Cleopatra no se podía creer que, otra vez, tuviera que pasar horas escuchando divagar de filosofía griega, así que su mirada se posó en Filóstrato pero su mente comenzó a viajar hacia otros horizontes, hacia aquella historia de Nefertari…

Tenía corta edad, sí, pero ella tenía claro que sería como Nefertari, una Diosa para Egipto. Habían pasado más de 1.000 años de aquel precioso sueño y, las jóvenes seguían soñando, con la gloria de aquellos días.
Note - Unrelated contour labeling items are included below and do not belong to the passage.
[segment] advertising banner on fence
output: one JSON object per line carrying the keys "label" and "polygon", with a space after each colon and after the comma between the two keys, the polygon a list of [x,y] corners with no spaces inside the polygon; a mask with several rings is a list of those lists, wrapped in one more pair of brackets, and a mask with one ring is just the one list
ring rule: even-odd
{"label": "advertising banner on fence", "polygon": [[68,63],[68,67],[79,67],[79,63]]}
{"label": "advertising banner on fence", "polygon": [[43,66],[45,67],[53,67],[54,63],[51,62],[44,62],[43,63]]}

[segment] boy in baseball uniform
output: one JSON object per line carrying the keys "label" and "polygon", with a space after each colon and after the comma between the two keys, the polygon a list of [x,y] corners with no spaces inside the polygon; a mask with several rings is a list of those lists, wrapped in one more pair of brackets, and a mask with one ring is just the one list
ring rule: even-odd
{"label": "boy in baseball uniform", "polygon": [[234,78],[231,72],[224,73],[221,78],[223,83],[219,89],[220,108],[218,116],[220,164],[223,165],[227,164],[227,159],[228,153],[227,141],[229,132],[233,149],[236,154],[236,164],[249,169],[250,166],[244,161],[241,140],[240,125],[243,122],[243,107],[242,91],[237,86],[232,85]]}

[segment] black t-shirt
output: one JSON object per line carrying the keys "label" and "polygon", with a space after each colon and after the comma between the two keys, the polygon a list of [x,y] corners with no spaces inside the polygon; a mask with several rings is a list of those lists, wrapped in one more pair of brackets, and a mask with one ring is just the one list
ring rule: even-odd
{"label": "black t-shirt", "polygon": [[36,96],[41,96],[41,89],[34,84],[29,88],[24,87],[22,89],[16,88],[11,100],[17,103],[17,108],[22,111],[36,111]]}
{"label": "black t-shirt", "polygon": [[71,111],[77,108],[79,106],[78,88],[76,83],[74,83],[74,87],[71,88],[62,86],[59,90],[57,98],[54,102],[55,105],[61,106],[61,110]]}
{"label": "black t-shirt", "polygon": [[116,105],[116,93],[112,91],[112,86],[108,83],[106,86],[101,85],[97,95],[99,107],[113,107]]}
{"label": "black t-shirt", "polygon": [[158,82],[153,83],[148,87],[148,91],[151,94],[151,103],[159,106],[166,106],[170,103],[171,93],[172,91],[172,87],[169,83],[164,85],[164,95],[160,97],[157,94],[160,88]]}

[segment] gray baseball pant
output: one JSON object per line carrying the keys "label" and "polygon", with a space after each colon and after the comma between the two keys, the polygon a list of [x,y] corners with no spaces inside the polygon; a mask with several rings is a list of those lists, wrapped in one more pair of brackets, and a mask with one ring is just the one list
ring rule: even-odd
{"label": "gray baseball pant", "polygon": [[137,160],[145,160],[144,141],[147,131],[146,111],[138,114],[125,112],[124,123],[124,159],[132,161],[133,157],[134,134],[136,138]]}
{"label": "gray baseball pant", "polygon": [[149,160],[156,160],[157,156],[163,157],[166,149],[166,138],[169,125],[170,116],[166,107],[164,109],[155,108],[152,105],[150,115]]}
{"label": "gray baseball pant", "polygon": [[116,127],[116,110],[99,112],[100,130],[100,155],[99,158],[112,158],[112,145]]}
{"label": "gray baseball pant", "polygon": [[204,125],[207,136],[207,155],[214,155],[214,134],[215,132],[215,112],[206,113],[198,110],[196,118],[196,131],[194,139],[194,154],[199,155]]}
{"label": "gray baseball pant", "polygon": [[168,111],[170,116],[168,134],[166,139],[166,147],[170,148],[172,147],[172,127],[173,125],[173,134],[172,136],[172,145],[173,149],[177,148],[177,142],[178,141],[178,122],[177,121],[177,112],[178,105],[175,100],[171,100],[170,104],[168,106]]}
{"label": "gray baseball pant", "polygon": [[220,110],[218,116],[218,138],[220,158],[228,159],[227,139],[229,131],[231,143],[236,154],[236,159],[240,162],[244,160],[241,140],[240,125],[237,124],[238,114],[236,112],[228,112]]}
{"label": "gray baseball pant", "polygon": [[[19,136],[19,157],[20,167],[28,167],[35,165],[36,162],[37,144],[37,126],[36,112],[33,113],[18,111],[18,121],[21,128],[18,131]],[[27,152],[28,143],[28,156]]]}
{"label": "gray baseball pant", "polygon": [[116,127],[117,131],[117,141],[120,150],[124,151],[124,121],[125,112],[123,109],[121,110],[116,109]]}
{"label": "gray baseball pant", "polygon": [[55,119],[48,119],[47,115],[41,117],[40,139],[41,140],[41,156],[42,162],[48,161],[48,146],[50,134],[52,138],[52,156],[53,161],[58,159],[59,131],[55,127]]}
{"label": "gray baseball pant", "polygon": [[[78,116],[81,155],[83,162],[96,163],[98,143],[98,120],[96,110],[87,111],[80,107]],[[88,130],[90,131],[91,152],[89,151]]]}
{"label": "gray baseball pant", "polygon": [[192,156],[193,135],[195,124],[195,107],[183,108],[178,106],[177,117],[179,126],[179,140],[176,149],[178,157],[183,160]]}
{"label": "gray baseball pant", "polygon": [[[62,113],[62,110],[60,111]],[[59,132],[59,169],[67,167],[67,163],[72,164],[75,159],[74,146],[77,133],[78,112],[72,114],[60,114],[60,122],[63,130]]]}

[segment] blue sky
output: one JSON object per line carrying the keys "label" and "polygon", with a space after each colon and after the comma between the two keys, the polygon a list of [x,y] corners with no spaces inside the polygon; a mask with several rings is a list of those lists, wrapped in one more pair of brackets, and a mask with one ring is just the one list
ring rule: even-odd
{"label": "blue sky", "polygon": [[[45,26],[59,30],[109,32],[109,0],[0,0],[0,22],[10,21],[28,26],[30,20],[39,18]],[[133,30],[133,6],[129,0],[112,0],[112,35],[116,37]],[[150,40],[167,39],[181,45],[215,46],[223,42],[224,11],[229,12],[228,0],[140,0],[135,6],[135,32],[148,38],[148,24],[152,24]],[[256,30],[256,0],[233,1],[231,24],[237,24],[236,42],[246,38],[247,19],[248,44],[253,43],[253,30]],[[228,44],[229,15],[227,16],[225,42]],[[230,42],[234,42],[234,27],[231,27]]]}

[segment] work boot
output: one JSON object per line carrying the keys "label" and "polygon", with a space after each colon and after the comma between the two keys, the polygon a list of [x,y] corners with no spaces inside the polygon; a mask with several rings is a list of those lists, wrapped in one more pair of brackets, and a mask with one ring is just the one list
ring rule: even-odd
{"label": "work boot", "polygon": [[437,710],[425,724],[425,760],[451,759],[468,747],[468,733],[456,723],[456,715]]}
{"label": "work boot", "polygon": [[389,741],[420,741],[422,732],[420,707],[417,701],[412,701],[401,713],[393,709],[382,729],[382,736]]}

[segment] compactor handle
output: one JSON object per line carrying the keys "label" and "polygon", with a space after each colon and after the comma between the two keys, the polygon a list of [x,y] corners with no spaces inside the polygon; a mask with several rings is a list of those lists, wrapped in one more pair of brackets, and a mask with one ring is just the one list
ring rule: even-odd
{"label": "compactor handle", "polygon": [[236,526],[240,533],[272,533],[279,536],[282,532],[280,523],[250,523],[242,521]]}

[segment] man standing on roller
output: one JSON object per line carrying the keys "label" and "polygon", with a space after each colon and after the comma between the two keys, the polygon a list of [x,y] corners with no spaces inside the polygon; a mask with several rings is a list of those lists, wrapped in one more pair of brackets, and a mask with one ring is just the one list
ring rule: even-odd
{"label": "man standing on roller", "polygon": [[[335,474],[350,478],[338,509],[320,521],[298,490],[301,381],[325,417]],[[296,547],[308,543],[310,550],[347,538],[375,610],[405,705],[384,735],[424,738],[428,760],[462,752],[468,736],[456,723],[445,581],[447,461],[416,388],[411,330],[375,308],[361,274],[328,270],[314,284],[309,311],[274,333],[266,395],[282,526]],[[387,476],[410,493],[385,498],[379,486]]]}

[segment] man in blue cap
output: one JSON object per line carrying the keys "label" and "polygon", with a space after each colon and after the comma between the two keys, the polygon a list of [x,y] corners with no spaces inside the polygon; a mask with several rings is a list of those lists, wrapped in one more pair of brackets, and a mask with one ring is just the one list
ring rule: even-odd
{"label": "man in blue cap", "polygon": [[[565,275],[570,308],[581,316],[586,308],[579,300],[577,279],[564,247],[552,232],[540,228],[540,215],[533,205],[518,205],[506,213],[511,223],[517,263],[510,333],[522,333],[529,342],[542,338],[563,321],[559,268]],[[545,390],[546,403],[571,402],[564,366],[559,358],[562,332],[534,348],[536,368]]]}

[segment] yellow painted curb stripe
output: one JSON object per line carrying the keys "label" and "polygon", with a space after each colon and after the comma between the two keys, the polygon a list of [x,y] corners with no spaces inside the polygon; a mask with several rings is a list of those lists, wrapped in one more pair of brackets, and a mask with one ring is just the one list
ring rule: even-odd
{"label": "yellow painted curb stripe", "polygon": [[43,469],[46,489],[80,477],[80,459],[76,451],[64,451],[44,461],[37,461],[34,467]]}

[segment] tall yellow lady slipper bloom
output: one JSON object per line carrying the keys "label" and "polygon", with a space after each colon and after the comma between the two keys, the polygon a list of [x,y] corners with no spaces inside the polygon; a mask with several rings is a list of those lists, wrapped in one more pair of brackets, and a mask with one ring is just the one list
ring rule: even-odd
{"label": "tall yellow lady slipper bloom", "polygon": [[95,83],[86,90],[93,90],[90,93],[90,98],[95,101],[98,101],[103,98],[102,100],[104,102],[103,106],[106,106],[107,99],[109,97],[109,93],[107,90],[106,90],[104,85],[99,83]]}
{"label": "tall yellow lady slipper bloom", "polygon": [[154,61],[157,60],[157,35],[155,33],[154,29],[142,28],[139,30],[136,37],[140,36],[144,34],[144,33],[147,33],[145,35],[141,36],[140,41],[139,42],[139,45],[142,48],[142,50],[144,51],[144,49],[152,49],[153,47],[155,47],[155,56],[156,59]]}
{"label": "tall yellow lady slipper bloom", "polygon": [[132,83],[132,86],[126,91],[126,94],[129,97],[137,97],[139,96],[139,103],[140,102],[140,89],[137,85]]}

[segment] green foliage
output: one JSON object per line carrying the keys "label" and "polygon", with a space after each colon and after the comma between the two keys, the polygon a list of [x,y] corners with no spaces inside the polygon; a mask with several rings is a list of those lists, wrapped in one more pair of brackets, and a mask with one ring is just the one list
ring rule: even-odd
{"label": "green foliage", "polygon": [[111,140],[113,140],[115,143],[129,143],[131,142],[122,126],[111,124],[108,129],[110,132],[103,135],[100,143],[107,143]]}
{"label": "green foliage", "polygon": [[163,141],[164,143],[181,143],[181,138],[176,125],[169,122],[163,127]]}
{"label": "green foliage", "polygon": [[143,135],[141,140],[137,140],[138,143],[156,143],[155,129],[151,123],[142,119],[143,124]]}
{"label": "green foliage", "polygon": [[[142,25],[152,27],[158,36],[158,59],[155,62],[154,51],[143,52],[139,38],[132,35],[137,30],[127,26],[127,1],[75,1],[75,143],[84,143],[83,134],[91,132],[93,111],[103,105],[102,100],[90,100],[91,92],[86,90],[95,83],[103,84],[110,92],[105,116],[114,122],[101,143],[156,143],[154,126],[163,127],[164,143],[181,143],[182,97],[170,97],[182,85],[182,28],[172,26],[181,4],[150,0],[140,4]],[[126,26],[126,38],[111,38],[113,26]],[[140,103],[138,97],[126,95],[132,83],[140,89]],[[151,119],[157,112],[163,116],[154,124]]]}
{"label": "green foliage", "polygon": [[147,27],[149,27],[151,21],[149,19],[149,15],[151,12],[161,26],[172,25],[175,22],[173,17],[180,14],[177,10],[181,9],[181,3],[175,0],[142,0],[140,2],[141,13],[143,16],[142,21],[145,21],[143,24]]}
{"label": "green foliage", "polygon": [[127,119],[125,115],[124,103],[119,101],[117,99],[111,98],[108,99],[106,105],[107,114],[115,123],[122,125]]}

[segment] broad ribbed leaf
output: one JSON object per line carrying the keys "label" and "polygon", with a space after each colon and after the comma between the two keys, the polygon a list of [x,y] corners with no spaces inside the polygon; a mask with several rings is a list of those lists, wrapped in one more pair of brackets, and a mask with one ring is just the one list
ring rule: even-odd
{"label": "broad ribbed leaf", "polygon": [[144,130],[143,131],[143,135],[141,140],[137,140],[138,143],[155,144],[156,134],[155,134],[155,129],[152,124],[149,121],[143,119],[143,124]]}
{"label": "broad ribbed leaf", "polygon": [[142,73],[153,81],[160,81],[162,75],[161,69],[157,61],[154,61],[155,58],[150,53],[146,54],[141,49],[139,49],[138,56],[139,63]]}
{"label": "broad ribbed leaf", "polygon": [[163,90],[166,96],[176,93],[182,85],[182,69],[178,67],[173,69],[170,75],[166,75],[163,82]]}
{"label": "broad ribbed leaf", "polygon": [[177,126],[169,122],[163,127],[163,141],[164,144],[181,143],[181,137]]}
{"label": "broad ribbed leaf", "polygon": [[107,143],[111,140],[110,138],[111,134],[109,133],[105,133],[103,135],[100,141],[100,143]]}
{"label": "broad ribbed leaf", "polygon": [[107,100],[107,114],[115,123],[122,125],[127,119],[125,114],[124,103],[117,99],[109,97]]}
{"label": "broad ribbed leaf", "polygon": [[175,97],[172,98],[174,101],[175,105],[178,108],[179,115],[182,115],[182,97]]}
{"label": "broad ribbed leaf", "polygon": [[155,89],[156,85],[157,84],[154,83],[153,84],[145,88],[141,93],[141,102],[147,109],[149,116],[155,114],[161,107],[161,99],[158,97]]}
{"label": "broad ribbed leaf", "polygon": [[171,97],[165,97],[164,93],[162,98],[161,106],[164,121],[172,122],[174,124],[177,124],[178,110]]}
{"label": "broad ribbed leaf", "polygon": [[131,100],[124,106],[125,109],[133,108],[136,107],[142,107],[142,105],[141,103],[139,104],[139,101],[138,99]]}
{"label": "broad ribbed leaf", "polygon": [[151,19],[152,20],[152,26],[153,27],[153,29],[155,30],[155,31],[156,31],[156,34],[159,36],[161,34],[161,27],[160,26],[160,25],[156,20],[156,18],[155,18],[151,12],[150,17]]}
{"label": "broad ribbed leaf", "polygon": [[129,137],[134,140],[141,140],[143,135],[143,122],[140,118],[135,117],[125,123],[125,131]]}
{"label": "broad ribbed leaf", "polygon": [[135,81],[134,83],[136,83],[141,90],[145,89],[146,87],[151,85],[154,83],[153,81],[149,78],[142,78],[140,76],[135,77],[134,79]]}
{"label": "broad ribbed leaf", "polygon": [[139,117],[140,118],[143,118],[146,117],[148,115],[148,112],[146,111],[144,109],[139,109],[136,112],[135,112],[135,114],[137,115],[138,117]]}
Nefertari, de la que no se sabía su procedencia – porque casi todas las personas legendarias son universales – había conquistado al faraón más grande del antiguo Egipto: Ramses II. Aquel peligroso, hosco, batallador y de un corazón que decían de piedra, conoció la sonrisa cuando se encontró cara a cara con ella como nueva concubina. Tanto le impresionó que decidió convertirla en segunda esposa. Hasta ahí podría haber sido la historia de una cortesana común, pero ella consiguió, no sólo ser su gran esposa amada, si no también gobernar y ejercer la diplomacia como una autentica soberana, llegando incluso a asumir tareas sacerdotales reservadas a las élites masculinas del momento.

Tanta fue su grandeza que se le dedicó el más bello santuario egipcio, Abu Simbel, y se coronó su existencia en una nebulosa tal de divinidad que los egipcios debatían si Ramses II se había casado con una humana o una diosa que era capaz de viajar en un carro mágico. No con los que el faraón ganaba batallas, algo mucho más deslumbrante que cegaba a los impíos.

Cleopatra seguía engalanando su sueño, su futuro y, mientras, su tutor hablaba de cómo Platón entendía el cambio como ilusorio y la permanencia como real. Ella, pensó, demostraría que una gran mujer puede volver a convertirse en deidad.